Cabe anotar que a nivel ideológico y político el editorial fue definitvo: “Jorge
Eliécer Gaitán en la tribuna y José Mar
en la prensa son los verdaderos responsables de las tendencias revolucionarias
en el país”.
El
suelto es o fue un género del que hoy poco o nada se habla. Eran latigazos
cortos, certeros, de interés público. El suelto tiene como rasgo el
atrevimiento. Muchos lo consideraron un pequeño panfleto, un hijo menor de él.
Con el tiempo, el género se fue puliendo en su estilo y llego a la forma de versos
irónicos, décimas, “ensaladillas”, paliques, epigramas y aforismos.
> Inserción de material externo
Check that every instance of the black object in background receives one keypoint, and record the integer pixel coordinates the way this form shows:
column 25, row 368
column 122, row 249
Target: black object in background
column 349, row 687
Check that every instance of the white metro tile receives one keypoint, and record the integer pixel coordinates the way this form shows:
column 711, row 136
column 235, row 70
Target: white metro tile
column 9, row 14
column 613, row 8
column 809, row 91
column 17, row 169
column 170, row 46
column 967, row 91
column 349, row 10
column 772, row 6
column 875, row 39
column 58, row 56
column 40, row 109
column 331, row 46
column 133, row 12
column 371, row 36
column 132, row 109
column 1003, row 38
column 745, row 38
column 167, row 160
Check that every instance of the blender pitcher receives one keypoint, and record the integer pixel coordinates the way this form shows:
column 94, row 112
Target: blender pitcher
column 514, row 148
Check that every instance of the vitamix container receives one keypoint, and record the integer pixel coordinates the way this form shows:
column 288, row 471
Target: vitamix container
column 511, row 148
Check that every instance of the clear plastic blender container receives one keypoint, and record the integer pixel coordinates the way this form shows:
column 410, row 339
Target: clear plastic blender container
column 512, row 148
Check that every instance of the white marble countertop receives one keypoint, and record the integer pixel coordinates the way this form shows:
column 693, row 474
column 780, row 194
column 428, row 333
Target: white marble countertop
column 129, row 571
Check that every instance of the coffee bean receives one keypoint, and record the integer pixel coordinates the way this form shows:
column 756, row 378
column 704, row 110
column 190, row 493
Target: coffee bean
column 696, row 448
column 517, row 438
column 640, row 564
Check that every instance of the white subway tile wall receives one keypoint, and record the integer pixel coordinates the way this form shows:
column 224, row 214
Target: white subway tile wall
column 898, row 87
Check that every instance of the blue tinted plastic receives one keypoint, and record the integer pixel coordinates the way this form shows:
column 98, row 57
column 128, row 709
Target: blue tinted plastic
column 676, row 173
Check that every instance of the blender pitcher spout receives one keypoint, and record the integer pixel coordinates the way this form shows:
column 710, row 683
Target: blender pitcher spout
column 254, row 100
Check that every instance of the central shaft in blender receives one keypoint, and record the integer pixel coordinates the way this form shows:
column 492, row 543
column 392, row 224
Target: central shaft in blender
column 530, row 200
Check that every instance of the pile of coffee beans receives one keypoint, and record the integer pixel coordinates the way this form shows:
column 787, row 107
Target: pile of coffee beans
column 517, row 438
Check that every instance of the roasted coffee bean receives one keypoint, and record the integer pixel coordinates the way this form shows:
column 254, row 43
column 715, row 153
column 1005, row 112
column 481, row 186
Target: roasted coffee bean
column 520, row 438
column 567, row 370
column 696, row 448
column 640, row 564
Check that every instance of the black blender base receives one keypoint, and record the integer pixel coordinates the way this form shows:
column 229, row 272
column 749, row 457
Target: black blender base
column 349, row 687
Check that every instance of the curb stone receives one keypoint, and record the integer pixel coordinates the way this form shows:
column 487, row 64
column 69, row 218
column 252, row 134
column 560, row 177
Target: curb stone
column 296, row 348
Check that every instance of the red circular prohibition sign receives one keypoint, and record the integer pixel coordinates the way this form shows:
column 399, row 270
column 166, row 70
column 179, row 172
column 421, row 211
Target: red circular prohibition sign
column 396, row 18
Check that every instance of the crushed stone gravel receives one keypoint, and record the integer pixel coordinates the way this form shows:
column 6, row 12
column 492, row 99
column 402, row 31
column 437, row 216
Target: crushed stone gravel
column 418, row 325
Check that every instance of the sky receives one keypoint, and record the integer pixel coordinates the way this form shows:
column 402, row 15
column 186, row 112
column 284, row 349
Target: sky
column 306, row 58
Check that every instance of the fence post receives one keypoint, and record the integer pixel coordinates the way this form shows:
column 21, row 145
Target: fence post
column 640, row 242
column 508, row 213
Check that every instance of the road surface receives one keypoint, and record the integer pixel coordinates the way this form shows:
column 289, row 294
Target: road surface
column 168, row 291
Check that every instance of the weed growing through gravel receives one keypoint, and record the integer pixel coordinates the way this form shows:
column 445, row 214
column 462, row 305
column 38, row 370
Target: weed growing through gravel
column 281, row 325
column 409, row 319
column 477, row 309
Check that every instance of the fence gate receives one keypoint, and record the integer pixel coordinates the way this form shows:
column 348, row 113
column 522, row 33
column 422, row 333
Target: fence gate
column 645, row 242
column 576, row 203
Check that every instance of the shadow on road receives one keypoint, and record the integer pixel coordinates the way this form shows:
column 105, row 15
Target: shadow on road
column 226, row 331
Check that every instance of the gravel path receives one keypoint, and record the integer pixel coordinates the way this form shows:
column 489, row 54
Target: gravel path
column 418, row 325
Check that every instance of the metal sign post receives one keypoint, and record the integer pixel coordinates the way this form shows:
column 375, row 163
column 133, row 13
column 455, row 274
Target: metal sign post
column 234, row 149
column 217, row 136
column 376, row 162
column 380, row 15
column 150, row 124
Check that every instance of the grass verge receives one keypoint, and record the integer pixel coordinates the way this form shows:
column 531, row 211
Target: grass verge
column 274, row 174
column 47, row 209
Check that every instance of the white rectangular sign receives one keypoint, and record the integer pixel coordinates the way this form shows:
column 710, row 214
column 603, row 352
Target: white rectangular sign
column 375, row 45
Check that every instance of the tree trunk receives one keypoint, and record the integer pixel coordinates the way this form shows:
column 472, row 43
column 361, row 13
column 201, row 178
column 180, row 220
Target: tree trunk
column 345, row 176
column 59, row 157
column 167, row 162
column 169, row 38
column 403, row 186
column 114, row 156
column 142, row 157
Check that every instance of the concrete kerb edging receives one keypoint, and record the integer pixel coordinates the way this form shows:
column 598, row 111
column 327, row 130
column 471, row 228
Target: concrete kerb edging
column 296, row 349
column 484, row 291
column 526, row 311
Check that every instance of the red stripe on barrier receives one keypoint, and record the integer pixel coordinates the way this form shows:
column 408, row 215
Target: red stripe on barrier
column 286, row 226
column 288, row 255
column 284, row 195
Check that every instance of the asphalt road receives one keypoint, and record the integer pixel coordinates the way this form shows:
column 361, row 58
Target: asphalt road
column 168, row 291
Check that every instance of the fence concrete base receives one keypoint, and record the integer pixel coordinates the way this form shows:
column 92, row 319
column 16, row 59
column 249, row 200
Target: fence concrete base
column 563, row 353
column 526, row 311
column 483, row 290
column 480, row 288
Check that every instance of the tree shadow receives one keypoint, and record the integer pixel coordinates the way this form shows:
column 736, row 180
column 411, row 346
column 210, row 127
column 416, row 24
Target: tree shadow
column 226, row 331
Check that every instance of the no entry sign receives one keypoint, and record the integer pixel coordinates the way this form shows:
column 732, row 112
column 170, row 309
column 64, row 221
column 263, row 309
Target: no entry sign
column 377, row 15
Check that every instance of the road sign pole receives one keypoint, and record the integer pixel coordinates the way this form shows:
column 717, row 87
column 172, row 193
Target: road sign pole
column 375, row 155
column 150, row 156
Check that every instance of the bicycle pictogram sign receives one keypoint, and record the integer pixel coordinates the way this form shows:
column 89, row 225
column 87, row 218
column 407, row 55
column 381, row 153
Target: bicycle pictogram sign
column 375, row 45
Si nos
detenemos a pensar, la producción de estos textos debía quedar en manos de
grandes conocedores del lenguaje, de gran ingenio y perspicacia.
Entramos
de ese modo a las columnas vertebrales. . Muy común fue el hecho de que los
columnistas utilizaran seudónimos. Fueron gran caldo de cultivo para el
desarrollo de estilo y filiaciones políticas.
Volvamos
una vez más al pensador de Otraparte. Los periódicos La organización, El Sol y El Espectador fueron propicios para sus
publicaciones. Lo destaco porque es diferente a todos los demás, pulló
verdaderamente, pero lo hizo con dignidad, sin gritar, con un lenguaje
cultivado pero sencillo, con un profuundo sentido de la filosofía y la
sociedad. Miren ustedes al maestro González: “Voy a bregar, en forma de
monólogo, porque aquí no hay con quién. Serán monólogos en que vaya diciendo lo
que vivo, sin llegar a conclusiones finales, pues solo los muertos no padecen
ya”. Me arriesgo a decir que se aproxima un poco a nuestro contemporáneo
Fernando Araújo Vélez, El caminante, también de El Espectador.
Destaco
también, por su influencia y renombre, el trabajo de Yamid Amat como columnista.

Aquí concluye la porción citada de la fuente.